One of the most wonderful experiences for pregnant mums is when they can feel their little one move inside them. It is common, especially for first-time mums, to wonder how often they should feel their baby move and what to do if there are any abnormalities. Here are a few pointers.
Look Out for “Quickening”
Generally, the baby starts moving from Week 16 of pregnancy onwards, and mums who have already given birth before may start feeling a familiar movement around this time. But if it’s your first time being pregnant, you might not detect the kicks until closer to Week 25, or might mistake the movements as gas or hunger pangs.
On average though, mums feel movements around Week 20 of pregnancy, in a phase called “quickening”. Some mums, like Trish Koon Hui Ping, research assistant and soon-to-be-mum, describes the feeling as like “something toppling in your tummy”.
“Is it some air or is it the baby really moving?
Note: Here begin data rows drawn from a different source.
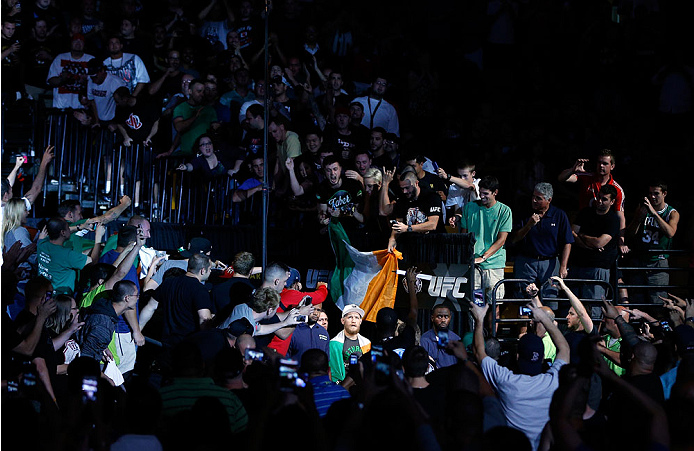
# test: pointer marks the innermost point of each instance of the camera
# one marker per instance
(379, 358)
(442, 335)
(90, 387)
(253, 354)
(478, 298)
(353, 359)
(289, 375)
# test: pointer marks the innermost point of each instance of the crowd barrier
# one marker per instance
(93, 166)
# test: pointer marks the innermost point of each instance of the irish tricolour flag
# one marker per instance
(368, 279)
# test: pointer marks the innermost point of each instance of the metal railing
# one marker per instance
(592, 304)
(92, 166)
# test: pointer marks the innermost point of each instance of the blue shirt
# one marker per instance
(325, 393)
(547, 237)
(110, 257)
(443, 357)
(306, 337)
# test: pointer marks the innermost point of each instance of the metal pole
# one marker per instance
(266, 188)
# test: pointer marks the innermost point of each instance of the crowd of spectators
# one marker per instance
(385, 119)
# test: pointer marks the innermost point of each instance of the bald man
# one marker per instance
(611, 345)
(640, 371)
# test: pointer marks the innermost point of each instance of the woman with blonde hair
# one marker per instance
(13, 230)
(376, 224)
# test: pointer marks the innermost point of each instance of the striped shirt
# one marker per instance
(182, 394)
(325, 393)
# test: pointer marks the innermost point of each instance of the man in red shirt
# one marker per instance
(591, 182)
(291, 297)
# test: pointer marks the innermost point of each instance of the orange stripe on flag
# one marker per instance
(384, 285)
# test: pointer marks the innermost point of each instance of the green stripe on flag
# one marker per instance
(343, 262)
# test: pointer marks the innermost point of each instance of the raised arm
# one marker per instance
(123, 267)
(576, 304)
(563, 349)
(570, 174)
(45, 309)
(385, 207)
(36, 187)
(411, 276)
(13, 174)
(478, 313)
(498, 244)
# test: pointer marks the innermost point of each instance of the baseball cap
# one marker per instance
(239, 327)
(294, 276)
(531, 353)
(342, 110)
(94, 65)
(684, 338)
(197, 245)
(352, 308)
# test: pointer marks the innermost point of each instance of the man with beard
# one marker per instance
(596, 235)
(68, 75)
(349, 341)
(419, 211)
(307, 334)
(378, 112)
(542, 237)
(129, 67)
(339, 199)
(491, 222)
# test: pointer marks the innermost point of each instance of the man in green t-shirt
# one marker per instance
(191, 119)
(60, 264)
(71, 211)
(490, 221)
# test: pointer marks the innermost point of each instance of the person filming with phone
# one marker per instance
(436, 339)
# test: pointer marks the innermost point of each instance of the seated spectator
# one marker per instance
(314, 362)
(208, 164)
(189, 385)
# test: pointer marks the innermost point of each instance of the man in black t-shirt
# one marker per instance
(136, 120)
(596, 234)
(418, 211)
(339, 199)
(185, 300)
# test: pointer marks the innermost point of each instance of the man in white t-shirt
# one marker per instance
(127, 66)
(378, 112)
(100, 88)
(68, 75)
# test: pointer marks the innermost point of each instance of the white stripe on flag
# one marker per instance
(365, 268)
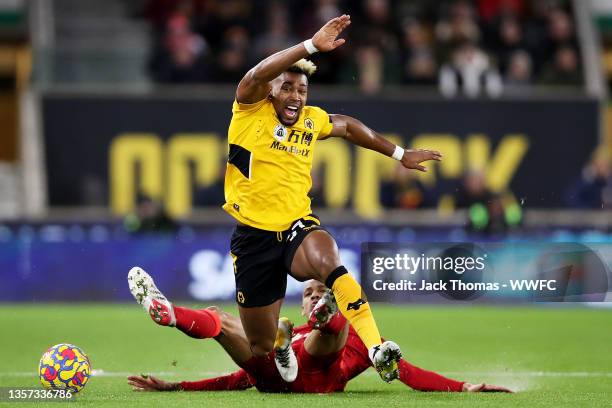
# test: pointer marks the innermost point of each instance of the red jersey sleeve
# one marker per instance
(236, 381)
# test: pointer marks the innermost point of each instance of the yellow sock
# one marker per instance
(353, 304)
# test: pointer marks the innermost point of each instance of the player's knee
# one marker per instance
(214, 309)
(261, 347)
(326, 265)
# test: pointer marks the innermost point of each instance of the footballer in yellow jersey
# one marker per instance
(268, 177)
(272, 139)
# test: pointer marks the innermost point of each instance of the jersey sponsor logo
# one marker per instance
(356, 304)
(280, 133)
(290, 149)
(300, 137)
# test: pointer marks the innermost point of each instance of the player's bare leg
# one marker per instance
(232, 337)
(317, 258)
(260, 324)
(330, 328)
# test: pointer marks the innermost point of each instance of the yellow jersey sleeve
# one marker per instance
(324, 121)
(239, 108)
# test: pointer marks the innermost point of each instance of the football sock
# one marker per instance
(263, 371)
(423, 380)
(354, 305)
(199, 324)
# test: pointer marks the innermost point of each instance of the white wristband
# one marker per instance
(310, 48)
(398, 154)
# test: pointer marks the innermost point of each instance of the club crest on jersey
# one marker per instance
(280, 133)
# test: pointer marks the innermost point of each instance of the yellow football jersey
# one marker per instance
(268, 171)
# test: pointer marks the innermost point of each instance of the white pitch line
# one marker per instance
(574, 374)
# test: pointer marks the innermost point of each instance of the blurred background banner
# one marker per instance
(90, 263)
(486, 272)
(174, 150)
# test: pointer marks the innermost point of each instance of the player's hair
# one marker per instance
(303, 66)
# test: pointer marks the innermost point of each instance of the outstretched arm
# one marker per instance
(255, 85)
(359, 134)
(236, 381)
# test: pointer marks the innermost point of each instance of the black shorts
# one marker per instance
(262, 259)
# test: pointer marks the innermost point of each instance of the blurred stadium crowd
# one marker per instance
(461, 46)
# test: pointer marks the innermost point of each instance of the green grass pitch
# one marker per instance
(552, 356)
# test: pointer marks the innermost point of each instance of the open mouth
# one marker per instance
(291, 111)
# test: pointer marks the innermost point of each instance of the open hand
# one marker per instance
(413, 158)
(325, 39)
(482, 387)
(149, 383)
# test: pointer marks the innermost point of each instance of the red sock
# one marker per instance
(199, 324)
(263, 372)
(423, 380)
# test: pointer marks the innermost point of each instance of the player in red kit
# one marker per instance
(328, 350)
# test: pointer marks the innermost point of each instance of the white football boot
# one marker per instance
(385, 357)
(285, 359)
(152, 300)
I’m a first-time mummy so I get confused. So only when you really feel that something is pushing against you, you’re sure that that’s foetal movement. That’s around Week 22, 23. In Week 20, I did feel something, so in hindsight I know that was foetal movement,” she says.
How Often Will the Baby Kick?
The kicks are just occasional flutters in the early stages of pregnancy but as you reach the third trimester, they get stronger and more frequent — sometimes up to 30 times in an hour, according to some studies.
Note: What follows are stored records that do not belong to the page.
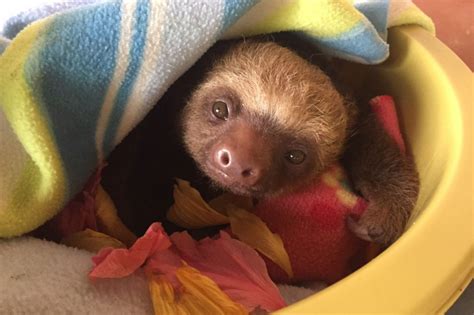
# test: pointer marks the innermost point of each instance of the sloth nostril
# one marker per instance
(247, 173)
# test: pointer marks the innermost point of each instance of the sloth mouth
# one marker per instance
(225, 181)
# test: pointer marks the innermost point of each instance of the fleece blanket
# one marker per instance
(74, 83)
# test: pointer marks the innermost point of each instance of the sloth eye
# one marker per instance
(295, 156)
(220, 110)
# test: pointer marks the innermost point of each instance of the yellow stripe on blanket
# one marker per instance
(41, 187)
(316, 17)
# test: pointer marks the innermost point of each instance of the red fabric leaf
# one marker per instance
(117, 263)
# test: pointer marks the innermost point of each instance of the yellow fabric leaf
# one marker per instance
(190, 210)
(251, 230)
(108, 221)
(198, 295)
(91, 241)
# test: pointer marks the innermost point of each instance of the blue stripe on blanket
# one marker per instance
(377, 13)
(359, 41)
(137, 47)
(71, 87)
(234, 9)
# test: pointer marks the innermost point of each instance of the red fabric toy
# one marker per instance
(312, 221)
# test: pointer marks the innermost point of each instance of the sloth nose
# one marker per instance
(240, 165)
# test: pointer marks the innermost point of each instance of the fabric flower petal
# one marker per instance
(251, 230)
(91, 241)
(123, 262)
(236, 268)
(198, 295)
(190, 210)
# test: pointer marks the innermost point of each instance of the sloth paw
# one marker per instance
(377, 226)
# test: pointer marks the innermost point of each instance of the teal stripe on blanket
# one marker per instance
(71, 83)
(137, 46)
(377, 13)
(359, 41)
(234, 9)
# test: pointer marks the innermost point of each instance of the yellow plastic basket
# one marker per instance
(427, 269)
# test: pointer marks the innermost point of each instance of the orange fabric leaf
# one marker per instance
(190, 210)
(237, 268)
(110, 263)
(91, 241)
(108, 221)
(198, 294)
(251, 230)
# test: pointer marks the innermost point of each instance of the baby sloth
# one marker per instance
(265, 121)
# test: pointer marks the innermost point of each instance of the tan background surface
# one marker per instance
(454, 20)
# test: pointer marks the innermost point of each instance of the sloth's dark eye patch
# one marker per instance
(295, 156)
(220, 110)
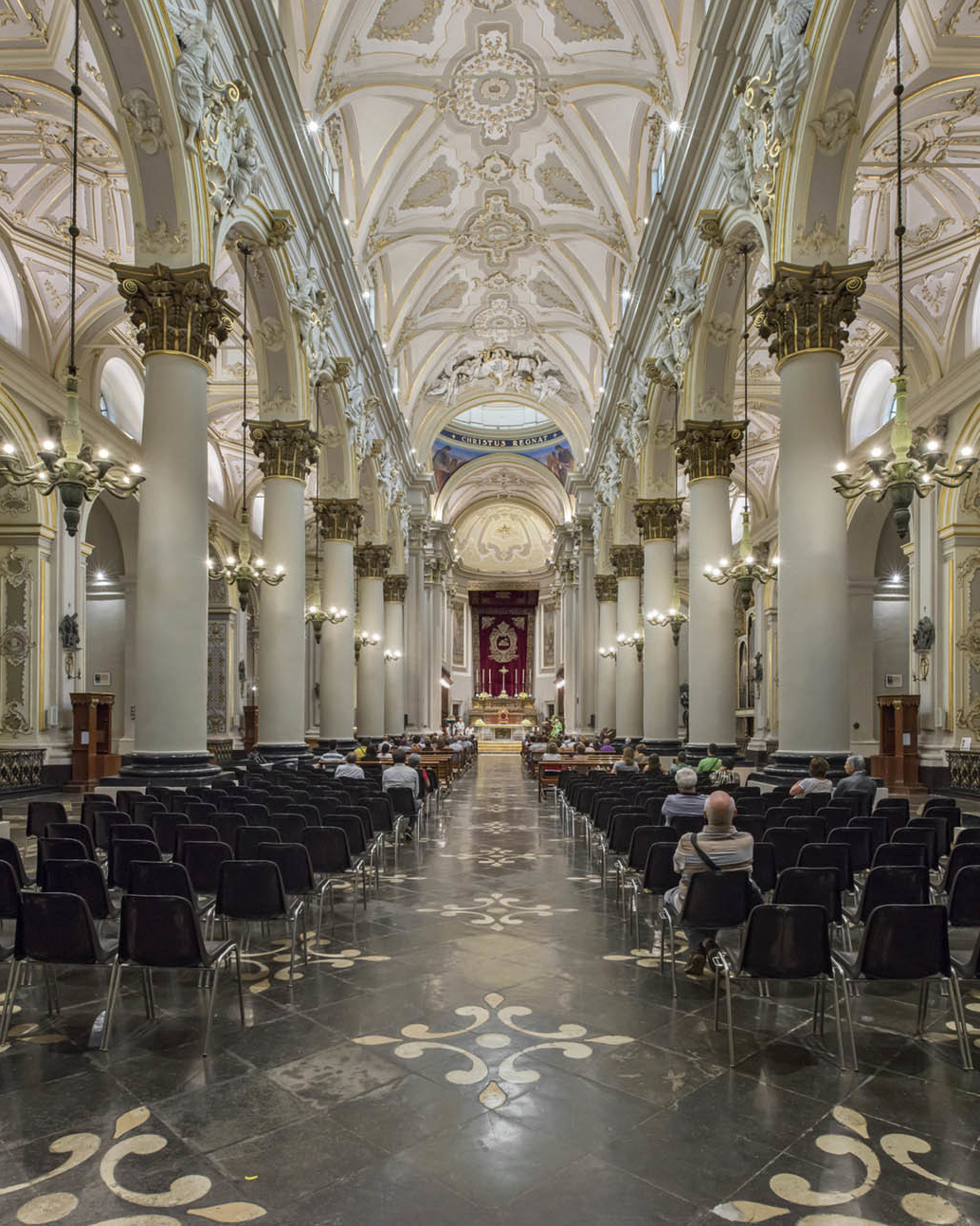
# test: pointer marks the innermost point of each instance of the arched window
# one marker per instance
(9, 305)
(874, 401)
(121, 397)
The pattern of the baby’s movements appears to be related to changes in your own blood sugar levels. Generally, you can expect the movements between 9pm and 1am, just as you are entering deep sleep.
What to do About the Baby’s Movements
There’s no reason to be alarmed at the kicking. It is a sign of normal development. But you also need not wait for every single kick as this may cause anxiety. Just let it happen and keep count of the movements as they happen. On average, see if you feel your baby move 10 times every 2 hours.
If you don’t feel the baby move, feel free to consult your doctor, but try not to panic as this could still be due to a variety of normal, harmless reasons. The baby could be asleep, or may have grown bigger during the previous few weeks such that there’s no room to move around inside your womb. Or some babies may naturally move less than others. The location of your placenta can also be a factor.
What you need to do is look for a drastic change in movement patterns. If you have felt the baby move a lot and frequently, but have stopped feeling movements for 2 hours, then it’s definitely worth checking in with your doctor.